Após mais de três horas de debates, a Câmara Municipal do Recife aprovou por unanimidade nesta quarta-feira (21) o Projeto de Lei (PL) 11/2018, que regulamenta os serviços de transporte com aplicativos como Uber, Mary Drive e 99 POP. No plenário da Casa de José Mariano, motoristas do transporte individual privado e remunerado de passageiros intermediado por plataformas digitais (TRPIP) e taxistas acompanharam a sessão, que começou às 15h e foi encerrada por volta das 18h30.

O projeto cria obrigações aos serviços de transporte individual por aplicativo, como a apresentação de certificado de seguro contra acidentes pessoais a passageiros e o uso de veículos com no máximo oito anos de fabricação. Também passarão a ser cobrados tributos sobre os valores pagos por viagem que variam entre 1% e 2%.

A emenda número 51, apresentada pelo líder do governo na Câmara, o vereador Eriberto Rafael (PTC), foi aprovada.

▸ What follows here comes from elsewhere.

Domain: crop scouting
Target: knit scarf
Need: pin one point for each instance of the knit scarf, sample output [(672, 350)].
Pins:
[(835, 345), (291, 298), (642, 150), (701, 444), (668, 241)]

A proposta retirou do substitutivo a obrigação dos motoristas dos aplicativos de manterem uma identificação do tipo QR Code na traseira dos automóveis.

Por outro lado, foi rejeitada uma sugestão do vereador Aerto Luna (PRP), que queria impedir o cadastro de novos motoristas enquanto não for concluído um estudo previsto no projeto de lei, que tem prazo de um ano para ser realizado.

Após a aprovação, o texto, segue para a sanção da Prefeitura do Recife. O chefe do Poder Executivo tem 15 dias úteis para se pronunciar. 
Em nota, a Uber comentou a aprovação do projeto pela Câmara Municipal do Recife. Segundo a empresa, a nova lei apresenta pontos negativos, como cobranças excessivas e a restrição para carros emplacados no estado, que, na visão da Uber, vai “afetar especialmente os motoristas parceiros que fazem uso de carros alugados para exercer a atividade”.

Já a 99 ressaltou acreditar que “a imposição de limite ao número de veículos cadastrados nos aplicativos impediria milhares de motoristas a obter renda, e passageiros serão estimulados a voltar a usar o carro próprio, ocupando mais espaços nas ruas e mais vagas de estacionamentos – como ocorria antes do surgimento dos aplicativos”.

Petrolina
Em setembro deste ano, Petrolina foi a primeira cidade pernambucana a regulamentar o transporte por aplicativo. O decreto número 073/2018, de 20 de setembro deste ano, foi assinado pelo prefeito Miguel Coelho, que se reuniu com representantes da Uber. O projeto de lei, de autoria do Executivo, foi aprovado, em 28 de agosto, por unanimidade na Câmara de Vereadores.

Confira na íntegra o posicionamento da Uber:

“A aprovação do Projeto de Lei 11/2018, que regulamenta os aplicativos de mobilidade, representa um avanço para Recife. Ao rejeitar a imposição de um limite de motoristas que estariam autorizados a dirigir com aplicativos na cidade, Recife entra para a lista de grandes capitais do Brasil que estão optando por regulações modernas e que atuam pelo bem das cidades e das pessoas.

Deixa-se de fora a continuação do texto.